In both the primary and secondary analyses, biomarker levels between groups were compared with the use of analysis of covariance while controlling for age and demographic variables. Despite p-tau/Aβ and Aβ/Aβ levels comparable to those of the AD-Dementia group, mismatches had significantly lower levels of NFL and total tau. While not significantly lower than the AD-Dementia group on YKL-40 and neurogranin, mismatches were also not significantly different from controls.
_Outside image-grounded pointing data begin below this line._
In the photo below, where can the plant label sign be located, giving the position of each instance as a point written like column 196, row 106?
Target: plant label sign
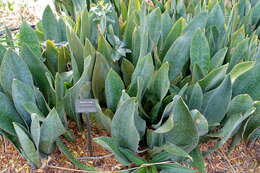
column 86, row 105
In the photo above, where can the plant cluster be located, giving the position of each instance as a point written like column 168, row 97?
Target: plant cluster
column 167, row 75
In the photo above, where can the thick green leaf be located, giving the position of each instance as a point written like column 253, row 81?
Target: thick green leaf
column 143, row 69
column 248, row 83
column 127, row 69
column 161, row 83
column 75, row 92
column 13, row 67
column 100, row 72
column 27, row 145
column 102, row 119
column 50, row 25
column 178, row 54
column 154, row 25
column 198, row 161
column 214, row 78
column 2, row 52
column 35, row 130
column 113, row 88
column 184, row 133
column 111, row 145
column 124, row 131
column 51, row 129
column 219, row 57
column 166, row 126
column 77, row 49
column 241, row 68
column 200, row 121
column 195, row 98
column 253, row 122
column 8, row 110
column 230, row 126
column 200, row 52
column 51, row 54
column 216, row 18
column 37, row 68
column 173, row 34
column 215, row 104
column 22, row 93
column 239, row 54
column 29, row 37
column 240, row 104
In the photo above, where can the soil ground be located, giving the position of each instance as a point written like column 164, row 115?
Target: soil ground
column 244, row 159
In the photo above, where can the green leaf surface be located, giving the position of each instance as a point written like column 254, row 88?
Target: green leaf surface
column 214, row 78
column 35, row 130
column 51, row 129
column 184, row 133
column 27, row 145
column 219, row 57
column 29, row 37
column 200, row 121
column 195, row 99
column 215, row 104
column 100, row 72
column 248, row 83
column 161, row 83
column 240, row 69
column 113, row 88
column 198, row 160
column 124, row 131
column 22, row 94
column 200, row 52
column 13, row 67
column 36, row 66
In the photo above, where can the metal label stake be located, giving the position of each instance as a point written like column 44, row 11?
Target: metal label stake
column 86, row 106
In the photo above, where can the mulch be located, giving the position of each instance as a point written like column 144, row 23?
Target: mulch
column 244, row 158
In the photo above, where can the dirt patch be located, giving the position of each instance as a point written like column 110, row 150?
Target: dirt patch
column 244, row 159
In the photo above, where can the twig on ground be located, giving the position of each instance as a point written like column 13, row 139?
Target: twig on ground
column 226, row 158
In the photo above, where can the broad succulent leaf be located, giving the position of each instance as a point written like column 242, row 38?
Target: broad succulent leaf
column 253, row 122
column 29, row 37
column 201, row 122
column 200, row 52
column 35, row 130
column 241, row 68
column 214, row 78
column 219, row 57
column 160, row 83
column 22, row 93
column 113, row 87
column 36, row 67
column 126, row 134
column 144, row 69
column 12, row 61
column 28, row 146
column 184, row 133
column 100, row 72
column 51, row 129
column 248, row 83
column 74, row 93
column 195, row 98
column 215, row 104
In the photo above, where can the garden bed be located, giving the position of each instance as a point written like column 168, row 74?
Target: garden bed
column 243, row 159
These results provide evidence that, in the absence of significant neurodegenerative processes, individuals who harbor AD neuropathology may remain cognitively unimpaired. This finding provides insight into the biological processes phenotypic of dementia and supports monitoring multiple biomarkers in individuals positive for AD neuropathology.
检验假设,即阿尔茨海默病(AD)神经病理学认知正常的个体与 AD 痴呆患者在神经退行性变、突触功能障碍和神经胶质激活的生物标志物上存在差异。
在一项横断面研究中,纳入年龄>70 岁的成年参与者(n=79,年龄 77.1±5.3 岁),进行全面认知评估和 CSF 采集,对淀粉样蛋白、磷酸化 tau(p-tau)、神经退行性变(神经丝轻链蛋白[NFL]和总 tau)、突触功能障碍(神经颗粒素)和神经胶质激活(几丁质酶 3 样蛋白 1[YKL-40])标志物进行检测。根据诊断和 p-tau/β-淀粉样蛋白(Aβ)将参与者分为 3 组:低 p-tau/Aβ 且认知正常的参与者被归类为对照组(n=25);高 p-tau/Aβ 诊断为 AD 痴呆或 AD 轻度认知障碍的患者被归类为 AD-痴呆组(n=40);高 p-tau/Aβ 但认知正常的患者被归类为不匹配组(n=14)。同时进行了类似的、无年龄排除标准的二次分析(n=411)。
在主要和次要分析中,使用协方差分析比较了各组间的生物标志物水平,同时控制年龄和人口统计学变量。尽管不匹配组的 p-tau/Aβ 和 Aβ/Aβ 水平与 AD-痴呆组相当,但 NFL 和总 tau 水平明显更低。虽然 YKL-40 和神经颗粒素水平与 AD-痴呆组无显著差异,但不匹配组与对照组也无显著差异。
这些结果提供了证据表明,在没有明显神经退行性过程的情况下,携带 AD 神经病理学的个体可能仍然认知正常。这一发现深入了解了痴呆的生物学过程,并支持对 AD 神经病理学阳性个体进行多种生物标志物的监测。